LMS
Landscape Management System
The Landscape Management System was stimulated by several things: a discussion between John Calhoun, Manager of the Washington DNR Olympic Peninsula region and me and discussions with mid-career students in the Silviculture Institute module I was teaching. In both cases, we realized that all forest values cannot be provided in a single stand, because different “stand structures” provide mutually exclusive values. We needed to find a way to coordinate a sustainable amount of all structures across a landscape—something not easy because structures change with growth and disturbances (human-caused and otherwise).
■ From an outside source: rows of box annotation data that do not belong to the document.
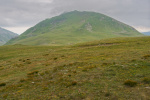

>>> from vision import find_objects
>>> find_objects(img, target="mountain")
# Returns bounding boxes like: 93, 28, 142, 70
0, 28, 18, 45
7, 11, 142, 45
143, 31, 150, 35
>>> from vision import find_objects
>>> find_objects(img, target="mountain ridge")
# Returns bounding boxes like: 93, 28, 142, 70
7, 11, 142, 45
0, 27, 18, 46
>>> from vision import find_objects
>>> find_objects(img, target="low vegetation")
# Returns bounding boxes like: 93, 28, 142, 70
0, 37, 150, 100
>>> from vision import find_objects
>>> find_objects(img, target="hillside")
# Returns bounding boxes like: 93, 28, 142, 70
0, 28, 18, 46
0, 36, 150, 100
143, 32, 150, 35
7, 11, 142, 45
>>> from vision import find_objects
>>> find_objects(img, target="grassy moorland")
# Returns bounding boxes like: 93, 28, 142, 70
0, 37, 150, 100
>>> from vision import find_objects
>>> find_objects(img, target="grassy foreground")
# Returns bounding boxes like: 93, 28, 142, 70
0, 37, 150, 100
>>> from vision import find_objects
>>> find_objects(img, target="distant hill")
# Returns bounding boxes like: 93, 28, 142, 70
143, 32, 150, 35
0, 28, 18, 46
7, 11, 142, 45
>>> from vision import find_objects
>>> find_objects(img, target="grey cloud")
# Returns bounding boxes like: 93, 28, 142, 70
0, 0, 150, 27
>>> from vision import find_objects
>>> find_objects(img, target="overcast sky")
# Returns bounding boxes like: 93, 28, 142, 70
0, 0, 150, 34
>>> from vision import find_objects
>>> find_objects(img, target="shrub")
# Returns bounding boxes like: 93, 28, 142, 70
71, 81, 77, 85
142, 55, 150, 59
143, 77, 150, 84
20, 79, 26, 82
54, 57, 57, 60
0, 83, 6, 87
27, 70, 39, 75
124, 80, 137, 87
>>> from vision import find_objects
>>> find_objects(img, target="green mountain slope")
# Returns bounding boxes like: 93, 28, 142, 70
7, 11, 142, 45
0, 28, 18, 46
0, 36, 150, 100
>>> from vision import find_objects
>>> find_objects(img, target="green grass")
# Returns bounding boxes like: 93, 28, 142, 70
0, 37, 150, 100
7, 11, 143, 46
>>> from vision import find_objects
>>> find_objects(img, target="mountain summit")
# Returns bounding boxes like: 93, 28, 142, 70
0, 28, 18, 46
7, 11, 142, 45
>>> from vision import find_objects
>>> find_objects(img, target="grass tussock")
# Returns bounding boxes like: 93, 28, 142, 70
0, 37, 150, 100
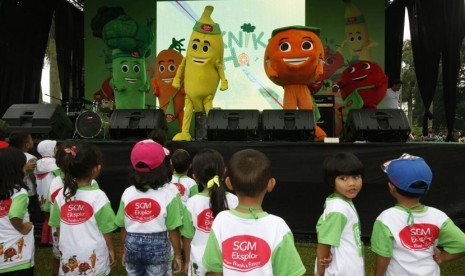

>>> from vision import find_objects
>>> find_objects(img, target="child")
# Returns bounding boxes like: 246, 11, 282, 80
34, 140, 60, 246
0, 147, 34, 275
171, 149, 199, 204
371, 153, 465, 276
115, 139, 183, 275
9, 131, 43, 230
202, 149, 305, 276
49, 144, 116, 275
315, 152, 365, 275
180, 149, 238, 275
46, 143, 75, 276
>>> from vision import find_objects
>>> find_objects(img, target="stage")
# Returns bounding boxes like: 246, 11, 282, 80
84, 140, 465, 238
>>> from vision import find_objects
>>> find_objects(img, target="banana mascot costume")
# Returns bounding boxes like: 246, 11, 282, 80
173, 6, 228, 141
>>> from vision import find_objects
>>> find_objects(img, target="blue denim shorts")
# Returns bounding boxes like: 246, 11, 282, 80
124, 231, 171, 265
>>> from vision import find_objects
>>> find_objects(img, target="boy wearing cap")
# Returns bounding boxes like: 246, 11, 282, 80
115, 139, 183, 275
371, 153, 465, 276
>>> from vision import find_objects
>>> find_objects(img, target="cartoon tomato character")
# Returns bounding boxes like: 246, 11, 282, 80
264, 26, 326, 140
337, 61, 388, 109
151, 49, 186, 126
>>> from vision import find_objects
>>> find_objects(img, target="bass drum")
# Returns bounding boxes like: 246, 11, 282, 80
75, 110, 110, 139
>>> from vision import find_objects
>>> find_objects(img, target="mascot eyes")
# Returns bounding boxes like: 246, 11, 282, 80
279, 42, 291, 52
302, 41, 313, 51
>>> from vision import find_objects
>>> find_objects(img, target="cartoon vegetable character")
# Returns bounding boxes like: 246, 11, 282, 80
341, 0, 378, 60
89, 250, 97, 272
337, 61, 388, 113
151, 38, 185, 126
173, 6, 228, 141
78, 262, 90, 275
92, 7, 154, 109
264, 26, 326, 140
3, 247, 18, 262
16, 237, 26, 259
68, 255, 79, 272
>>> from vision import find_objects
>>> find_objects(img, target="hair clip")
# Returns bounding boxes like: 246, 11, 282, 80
207, 175, 220, 188
64, 146, 76, 157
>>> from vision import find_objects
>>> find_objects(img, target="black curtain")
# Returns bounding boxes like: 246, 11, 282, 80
0, 0, 56, 116
55, 1, 85, 103
406, 0, 465, 140
385, 0, 405, 87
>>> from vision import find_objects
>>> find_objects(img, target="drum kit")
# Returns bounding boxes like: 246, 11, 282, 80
65, 98, 114, 139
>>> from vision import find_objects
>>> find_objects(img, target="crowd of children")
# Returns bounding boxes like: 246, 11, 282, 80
0, 132, 465, 276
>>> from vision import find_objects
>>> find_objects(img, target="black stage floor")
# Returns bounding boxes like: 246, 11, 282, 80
69, 140, 465, 237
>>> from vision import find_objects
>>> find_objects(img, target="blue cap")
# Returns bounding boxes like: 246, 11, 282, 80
381, 153, 433, 195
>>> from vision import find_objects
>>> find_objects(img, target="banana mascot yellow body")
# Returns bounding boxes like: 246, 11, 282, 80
173, 6, 228, 141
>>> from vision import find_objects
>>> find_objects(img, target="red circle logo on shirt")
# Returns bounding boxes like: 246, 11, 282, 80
197, 208, 215, 233
399, 223, 439, 251
221, 235, 271, 272
0, 198, 12, 218
124, 198, 161, 223
60, 200, 94, 225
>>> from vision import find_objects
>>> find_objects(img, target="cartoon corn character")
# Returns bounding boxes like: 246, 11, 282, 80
341, 0, 378, 60
173, 6, 228, 141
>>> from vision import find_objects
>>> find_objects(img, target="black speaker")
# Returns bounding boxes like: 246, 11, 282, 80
261, 109, 315, 141
110, 109, 168, 139
207, 109, 260, 141
316, 107, 335, 137
2, 104, 74, 139
194, 112, 208, 140
344, 109, 410, 142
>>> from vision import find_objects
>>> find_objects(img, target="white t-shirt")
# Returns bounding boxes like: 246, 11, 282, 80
24, 152, 37, 196
183, 193, 239, 275
316, 194, 365, 276
0, 189, 34, 274
115, 185, 182, 233
383, 88, 400, 109
203, 210, 305, 276
49, 182, 116, 276
371, 206, 465, 276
I outlined—and taught at the Silviculture Institute module--a method for coordination but it involved many, cumbersome, repetitive calculations. My graduate students at the time kept improving my outline and programming computers to do many of the calculations. Two U.S.Congressmen, Norm Dicks (Democrat) and Charles Taylor (Republican) saw the tool we were developing as a way to solve the spotted owl and fire (forest health) problems. The result was a cooperative project between the University of Washington, College of Forest Resources, Silviculture Laboratory, Yale University School of Forestry and Environmental Studies, The Cradle of Forestry in America, and the USDA Forest Service. Its purpose was to develop the concepts and tools needed to help forests provide the wide range of values people want -- including commodities, wildlife habitat, fire safety, employment, and carbon sequestration. These values are best provided by coordinating the dynamic changes of forests across a landscape, rather than by trying to provide each or all values continuously on a single area. The software continues to be maintained and supported through the website, with Dr. Jim McCarter--the major LMS software developer and conceptual partner, my PhD student, and now a Professor at North Carolina State University.